US Access Board Sets Accessibility Standards for Medical Diagnostic Equipment

The U.S. Access Board has issued new accessibility standards for medical diagnostic equipment (MDE) intended to enhance accessibility of diagnostic equipment, including mammography and other radiological equipment, for people with disabilities. The standards establish design criteria related to equipment that accommodates mobility devices without patient transfer as well as criteria for features such as support rails, armrests, compatibility with lift devices, etc., to facilitate transfers for patients who have disabilities.
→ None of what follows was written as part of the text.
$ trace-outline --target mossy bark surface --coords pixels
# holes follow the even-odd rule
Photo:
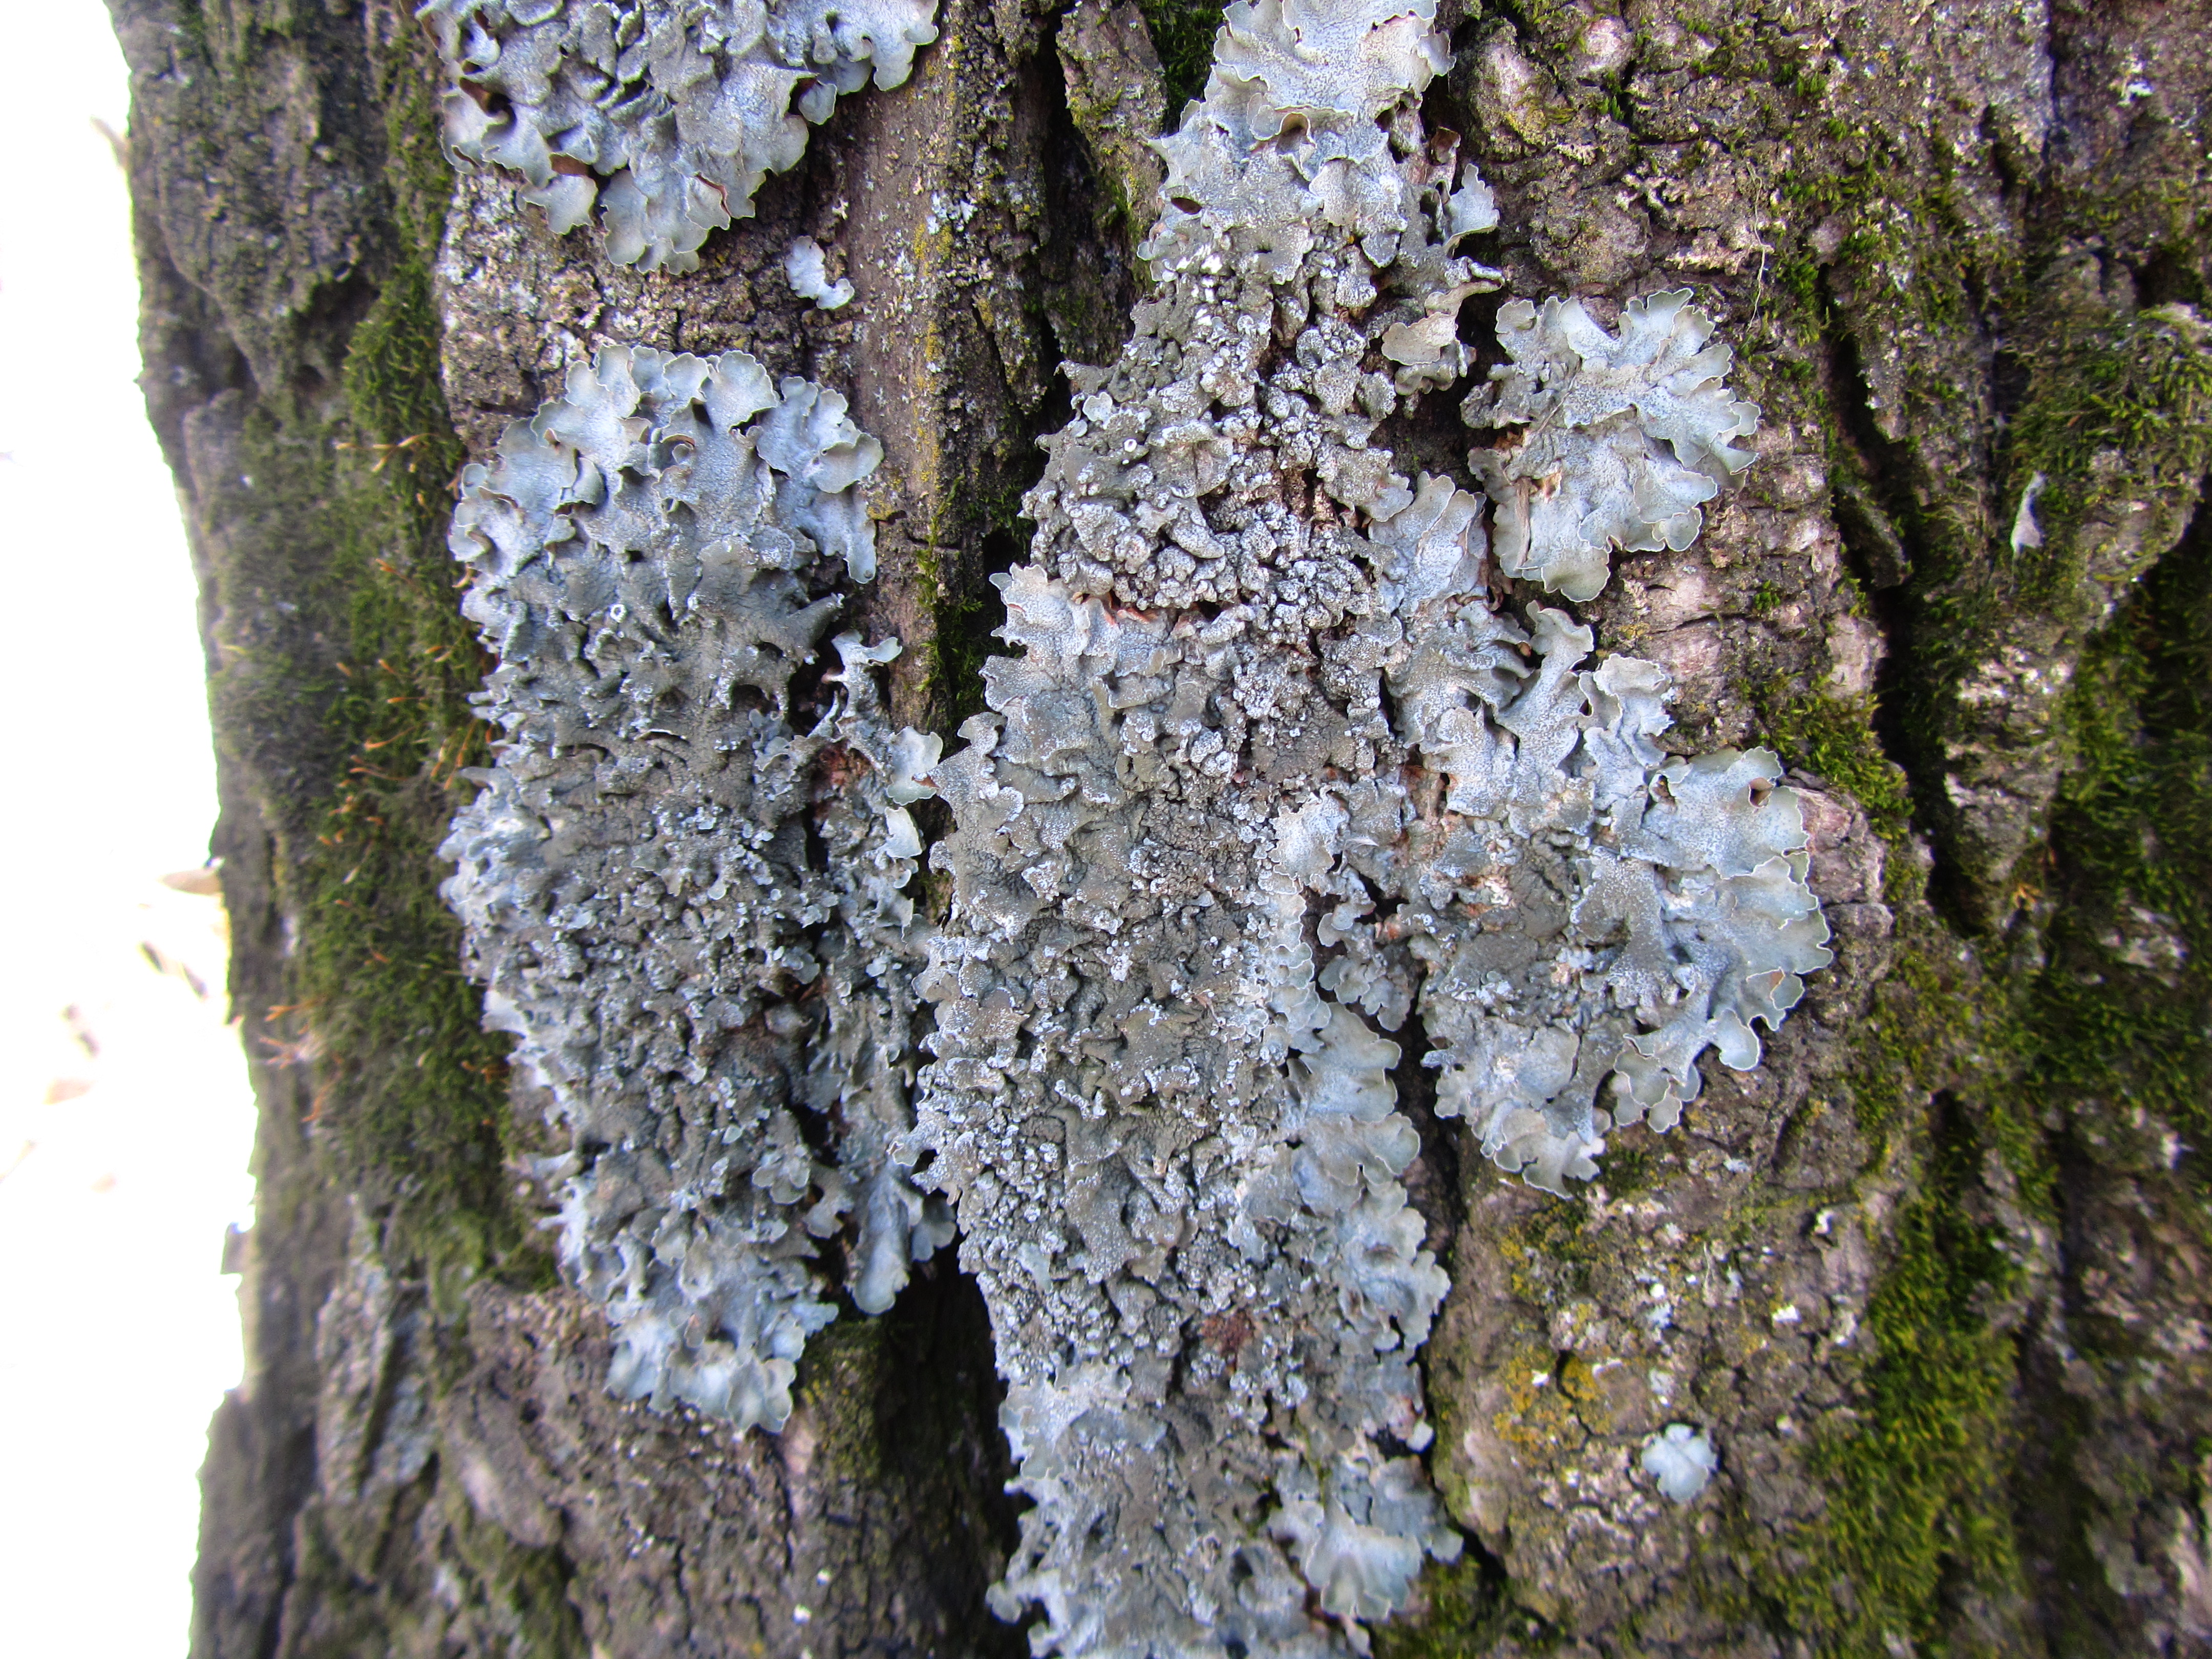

The Access Board was tasked with the responsibility of establishing such standards through a provision in the Patient Protection and Affordable Care Act requiring the board to develop minimum technical criteria for medical diagnostic equipment used in (or in conjunction with) physician's offices, clinics, emergency rooms, hospitals and other medical settings. The provisions specified that the standards “shall ensure that such equipment is accessible to, and usable by, individuals with accessibility needs, and shall allow independent entry to, use of, and exit from the equipment by such individuals to the maximum extent possible.” The ACR provided extensive input throughout the multiyear process that culminated in the Access Board recommendations.

As issued by the board, the standards are not mandatory on health care providers and equipment manufacturers. However, the U.S. Department of Justice, which has issued guidance on access to medical care, could adopt them as mandatory requirements under the Americans with Disabilities Act. Likewise, other federal agencies could implement them under the Rehabilitation Act, which requires access to federally funded programs and services.